Back at the dawn of Web 2.0, concepts of wikinomics and user generated networks like wikipedia were just emerging. I was very interested in these concepts. A platform called InTrade came into existence and I started making markets on this platform. InTrade was a “prediction market”. The platform allowed users to wager on the outcome of events by way of binary options. The events would either happen or they would not, such as “will it rain in New York City tomorrow?”. The platform was revolutionary in many different ways because it allowed users through the interaction of a free market to determine the likely-hood of things happening in the future. The option prices were easy for lay persons to understand because binary prices can also be viewed as percentage chances. If rain in New York City tomorrow is priced at 70, then the price implies a 70 percent chance if the payoff is 100 when rain occurs. The system also didn’t have any counter-party risk since users were trading binaries, they only had to post the entire potential liability as collateral then the net position will sum to zero. There was still some platform risk (the risk that the entire platform would collapse and users would lose their account balances).

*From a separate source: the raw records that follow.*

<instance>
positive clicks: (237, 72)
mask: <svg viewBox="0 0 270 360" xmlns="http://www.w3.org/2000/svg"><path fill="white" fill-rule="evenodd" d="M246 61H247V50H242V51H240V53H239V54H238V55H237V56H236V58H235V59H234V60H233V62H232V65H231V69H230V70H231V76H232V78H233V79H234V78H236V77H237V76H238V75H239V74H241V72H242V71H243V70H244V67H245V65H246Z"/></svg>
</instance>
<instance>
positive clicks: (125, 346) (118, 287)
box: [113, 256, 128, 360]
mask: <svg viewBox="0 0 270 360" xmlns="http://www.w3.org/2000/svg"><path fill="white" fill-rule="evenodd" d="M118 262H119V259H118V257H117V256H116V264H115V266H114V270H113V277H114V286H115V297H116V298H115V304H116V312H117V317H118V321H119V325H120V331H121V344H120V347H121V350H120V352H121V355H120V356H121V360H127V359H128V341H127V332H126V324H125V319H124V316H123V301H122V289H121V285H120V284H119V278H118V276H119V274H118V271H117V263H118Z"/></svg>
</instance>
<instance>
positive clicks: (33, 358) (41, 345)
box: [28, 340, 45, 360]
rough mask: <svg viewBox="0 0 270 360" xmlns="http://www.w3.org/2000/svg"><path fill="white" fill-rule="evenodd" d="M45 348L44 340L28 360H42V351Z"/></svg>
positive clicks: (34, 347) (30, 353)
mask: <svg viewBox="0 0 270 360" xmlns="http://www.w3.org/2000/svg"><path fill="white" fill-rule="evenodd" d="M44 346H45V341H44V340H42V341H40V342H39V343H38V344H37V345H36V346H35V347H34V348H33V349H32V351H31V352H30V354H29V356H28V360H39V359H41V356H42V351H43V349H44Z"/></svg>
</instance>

Unfortunately, InTrade became bogged down in government regulations and was forced to shut down. Since the platform was accepting USD payments, various US government agencies could reach out and try to control it. In InTrade’s place Nadex emerged to offer binary event derivatives, but the platform is closed to Canadians, and so I’ve never been able to engage the system.
With the rise of Bitcoin and other digital currencies, there is a new opportunity to create an event derivative exchange, and there are a few exchanges that have emerged. Augur, Predictious, and Fairlay.